- Born: 1955
- Occupation: Journalist, author
- Awards: Member of the Order of the British Empire ;

= Hugh Pearman (architecture critic) =

Hugh Geoffrey Pearman (born 29 May 1955) is a London-based architectural writer, editor and consultant.

He is the author of several books including Contemporary World Architecture (Phaidon), Airports: A Century of Architecture (Laurence King and Abrams), Equilibrium: the work of Nicholas Grimshaw and Partners (Phaidon), Cullinan Studio in the 21st Century (Lund Humphries), and in 2023 About Architecture: An Essential Guide in 55 Buildings (Yale University Press)

== Early life and education ==
Pearman was born in Tunbridge Wells, Kent, and studied at the Skinners School in Royal Tunbridge Wells and St Chad's College, Durham University. His degree is in English Language and Literature. In December 2020 he appeared on Christmas University Challenge as a member of the Durham alumni team.

== Career ==
He edited the RIBA Journal from September 2006, retiring in December 2020. He was architecture and design critic of The Sunday Times for 30 years, from 1986 to early 2016. Other newspapers he has contributed to include the Guardian, The Observer, the Wall Street Journal, and The New York Times. Other magazines he has written for include Newsweek, Art Quarterly, Royal Academy Magazine, Crafts, Architectural Record, the Architectural Review, and World of Interiors, among many other publications. He has served on Arts Council England's architecture advisory group, and was one of the instigators of The RIBA Stirling Prize for Architecture in 1996. From 2000 to 2004 he chaired the "Art for Architecture" initiative at the Royal Society of Arts.
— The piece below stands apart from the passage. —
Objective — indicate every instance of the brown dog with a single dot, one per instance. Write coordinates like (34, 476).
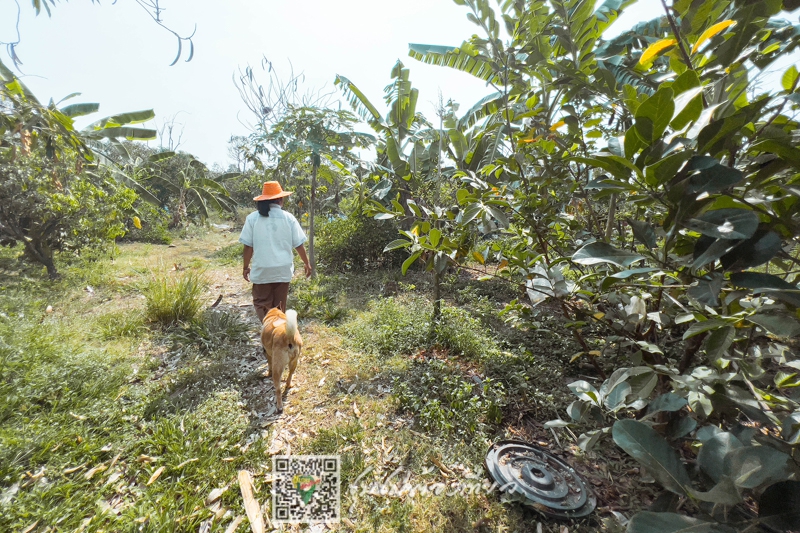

He was made an Honorary Fellow of the Royal Institute of British Architects in 2001. He was visiting professor in Architecture at the Royal College of Art, London, during 2015. He was an honorary vice-president of London's Architectural Association, 2014-2016.

Pearman was appointed Member of the Order of the British Empire (MBE) in the 2019 Birthday Honours for services to architecture.